Le travail très ouvragé des timbres constitue la marque Levallet [5]. Il s’exprime ici par un luxe de détails dont un des plus représentatifs reste l’usage du cor anglais de Lionel Surin (« Équinoxe d’automne »). La pâte orchestrale très fluide met bien plus l’accent que ses prédécesseurs sur l’espace laissé aux musiciens. Au delà de la volonté de créer des formes très raffinée où, en bonne libertaire, la discipline engendre la Liberté, c’est la qualité des compositions du contrebassiste qui marque cet ONJ. Son approche, largement influencée par Mingus, se fait au détriment de la densité, mais favorise une spontanéité revendiquée et utilisée avec bonheur par un orchestre très homogène qui sait sans cesse renouveler la dynamique de ses échanges. « ONJ Express » en est sans doute le meilleur exemple. Sur ce morceau limpide, on a droit, à côté du clarinettiste Richard Foy ou du trompettiste Nicolas Folmer, à un solo percutant de Daunik Lazro, invité du premier album. La présence d’un esprit libre comme le sien dans une institution pareille peut surprendre. Pourtant, elle n’est absolument pas fortuite. Levallet a bâti sa formation autour d’une famille de musiciens à la personnalité et à l’univers forts, tels Yves Robert ou Jean-Rémy Guédon. Ces héritiers du free jazz européen, celui qui a su échapper à la tutelle du jazz américain, sont en parfaite cohérence avec la raison d’être de l’Orchestre National de Jazz : mettre en lumière cette scène vivace et créative, à défaut d’être populaire, c’est le retour au fondement de l’institution : transmettre et prescrire.

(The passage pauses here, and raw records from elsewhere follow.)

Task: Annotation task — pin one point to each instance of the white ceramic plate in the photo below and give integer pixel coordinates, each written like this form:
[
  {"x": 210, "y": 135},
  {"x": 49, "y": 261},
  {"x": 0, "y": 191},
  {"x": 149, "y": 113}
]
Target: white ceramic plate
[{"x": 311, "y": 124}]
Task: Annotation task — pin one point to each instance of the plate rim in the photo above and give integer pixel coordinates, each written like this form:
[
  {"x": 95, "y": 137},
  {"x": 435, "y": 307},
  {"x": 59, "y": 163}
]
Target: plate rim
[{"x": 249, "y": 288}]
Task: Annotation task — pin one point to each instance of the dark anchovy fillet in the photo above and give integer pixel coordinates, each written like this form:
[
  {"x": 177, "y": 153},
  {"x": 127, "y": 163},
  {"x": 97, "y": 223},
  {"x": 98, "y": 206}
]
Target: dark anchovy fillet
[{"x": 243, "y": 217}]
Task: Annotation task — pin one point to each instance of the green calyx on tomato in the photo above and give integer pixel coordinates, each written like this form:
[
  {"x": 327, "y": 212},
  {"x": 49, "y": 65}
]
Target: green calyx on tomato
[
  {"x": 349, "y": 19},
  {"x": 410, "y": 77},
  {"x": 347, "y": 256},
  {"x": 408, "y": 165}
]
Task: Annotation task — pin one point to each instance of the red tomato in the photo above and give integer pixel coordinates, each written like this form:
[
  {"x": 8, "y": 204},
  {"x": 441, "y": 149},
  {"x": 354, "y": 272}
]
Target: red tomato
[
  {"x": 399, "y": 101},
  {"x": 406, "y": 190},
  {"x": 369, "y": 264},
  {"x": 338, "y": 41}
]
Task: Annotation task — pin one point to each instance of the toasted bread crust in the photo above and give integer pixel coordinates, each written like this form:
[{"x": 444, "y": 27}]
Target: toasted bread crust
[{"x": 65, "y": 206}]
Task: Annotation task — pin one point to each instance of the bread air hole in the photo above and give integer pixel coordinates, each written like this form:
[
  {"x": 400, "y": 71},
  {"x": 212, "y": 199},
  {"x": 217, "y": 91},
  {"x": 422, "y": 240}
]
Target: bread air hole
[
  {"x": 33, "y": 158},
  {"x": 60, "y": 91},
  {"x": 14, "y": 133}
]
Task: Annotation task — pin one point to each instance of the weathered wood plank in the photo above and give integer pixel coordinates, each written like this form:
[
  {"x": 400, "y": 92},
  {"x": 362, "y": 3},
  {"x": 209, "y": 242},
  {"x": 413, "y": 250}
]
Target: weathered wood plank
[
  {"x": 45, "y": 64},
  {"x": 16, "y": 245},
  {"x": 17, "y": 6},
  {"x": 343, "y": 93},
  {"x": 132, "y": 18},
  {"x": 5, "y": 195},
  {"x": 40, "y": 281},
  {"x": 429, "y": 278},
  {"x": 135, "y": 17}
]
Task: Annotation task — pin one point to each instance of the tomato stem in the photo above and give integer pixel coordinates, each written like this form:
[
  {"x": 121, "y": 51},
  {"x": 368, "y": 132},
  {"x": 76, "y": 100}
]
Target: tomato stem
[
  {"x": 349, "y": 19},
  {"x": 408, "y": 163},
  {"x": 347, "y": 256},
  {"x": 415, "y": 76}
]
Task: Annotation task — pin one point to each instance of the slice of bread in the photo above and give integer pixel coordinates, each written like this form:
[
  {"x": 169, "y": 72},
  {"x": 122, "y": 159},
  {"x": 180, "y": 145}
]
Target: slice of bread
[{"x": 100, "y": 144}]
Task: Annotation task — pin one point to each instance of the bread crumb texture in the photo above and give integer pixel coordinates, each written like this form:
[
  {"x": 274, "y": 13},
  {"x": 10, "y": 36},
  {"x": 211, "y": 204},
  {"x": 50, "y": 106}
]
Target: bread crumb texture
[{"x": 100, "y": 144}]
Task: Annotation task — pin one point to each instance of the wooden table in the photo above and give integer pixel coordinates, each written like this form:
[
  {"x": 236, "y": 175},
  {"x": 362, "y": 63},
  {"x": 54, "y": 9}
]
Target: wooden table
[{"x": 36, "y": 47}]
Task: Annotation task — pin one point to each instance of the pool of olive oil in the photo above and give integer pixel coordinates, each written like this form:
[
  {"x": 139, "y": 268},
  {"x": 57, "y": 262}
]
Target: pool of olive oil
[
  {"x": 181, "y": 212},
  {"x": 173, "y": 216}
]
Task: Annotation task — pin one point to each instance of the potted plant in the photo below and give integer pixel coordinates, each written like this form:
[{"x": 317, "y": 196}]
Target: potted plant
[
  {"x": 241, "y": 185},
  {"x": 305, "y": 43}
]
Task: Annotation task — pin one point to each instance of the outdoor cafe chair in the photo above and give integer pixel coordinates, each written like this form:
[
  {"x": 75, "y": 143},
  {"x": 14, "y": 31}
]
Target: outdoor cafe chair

L’autre grande réussite de Didier Levallet est d’avoir su instiller un souffle de modernité au sein de l’ONJ. Musicalement, cela se traduit par une libération des formes qui ne remet pas totalement en cause l’esthétique « Gil Evansienne » de ses prédécesseurs. Toutefois, plus que d’autres, Levallet aura, par ses choix, ancré définitivement l’ONJ parmi les grandes formations européennes. En régénérant son propos, il lui a donné une expression propre, clef de ses futures incarnations. Par exemple, le recours à un directeur artistique (Dominique Pifarély sur Séquences, Simon Goubert sur Deep Feelings), grande nouveauté, est un principe qui sera repris par Daniel Yvinec. À de nombreux égards, ont peut d’ailleurs déceler une parenté entre cet ONJ et la formation actuelle. Pas seulement pour la volonté - contrariée dans le cas de Levallet - de poursuivre l’aventure au-delà du premier mandat, mais surtout pour cette manière sagement iconoclaste et brillante de prendre l’institution à revers pour mieux lui faire faire des pas de géants.